Bully: How the Kids Are Coping
The film, which focuses on five different families and their teenagers, features emotional footage, including an especially harrowing school bus scene during which 12-year-old Alex Libby, who was born prematurely, suffers name calling, harsh taunts and physical abuse at the hands of his peers.
It's that rough language used by Libby's schoolmates that initially earned the film an "R" rating by the Motion Picture Association of America. (The Weinstein Company decided to release the movie unrated, however, after an online petition signed by thousands failed to reverse the decision.)
But stepping into the spotlight has actually been an empowering experience for Libby, his father says.

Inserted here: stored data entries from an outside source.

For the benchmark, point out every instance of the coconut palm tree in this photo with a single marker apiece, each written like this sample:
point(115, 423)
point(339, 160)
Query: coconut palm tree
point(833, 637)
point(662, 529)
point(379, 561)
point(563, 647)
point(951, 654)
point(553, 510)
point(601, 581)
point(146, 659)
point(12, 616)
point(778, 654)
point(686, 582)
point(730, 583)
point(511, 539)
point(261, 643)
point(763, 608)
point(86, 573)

"We feel honored to be a part of this film – this movement," Philip Libby tells PEOPLE. "And thanks to [director] Lee [Hirsch] and the film we have Alex back ... a rejuvenated young man."
Libby has moved on with his life – and is in a good place.

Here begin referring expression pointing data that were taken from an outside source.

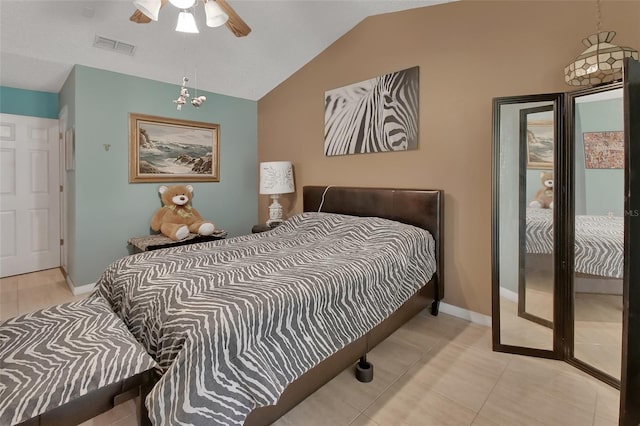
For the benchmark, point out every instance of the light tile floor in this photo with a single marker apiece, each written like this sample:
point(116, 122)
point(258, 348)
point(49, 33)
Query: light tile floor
point(432, 371)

"Alex and his family recently moved to Oklahoma City, where he is in a new school, not being bullied, and receiving all A's and B's in class," Hirsch tells PEOPLE. "Every day I am amazed at how different Alex is today from the kid he was when he were shooting the film."
Adds the director: "This experience has made him find his voice."
"I think that this kind of abuse had been happening to Alex for a very long time in the presence of adults without intervention," says Hirsch, noting that it wasn't as difficult as some might imagine to capture such raw footage. "School officials knew about it; it continues. The bus driver knew about it; it continued. And so these kids felt that they had license to bully Alex and other students in the school."
"My presence was not anything particularly special," says the director. "I was just the wallpaper – this strange guy with a funny little camera."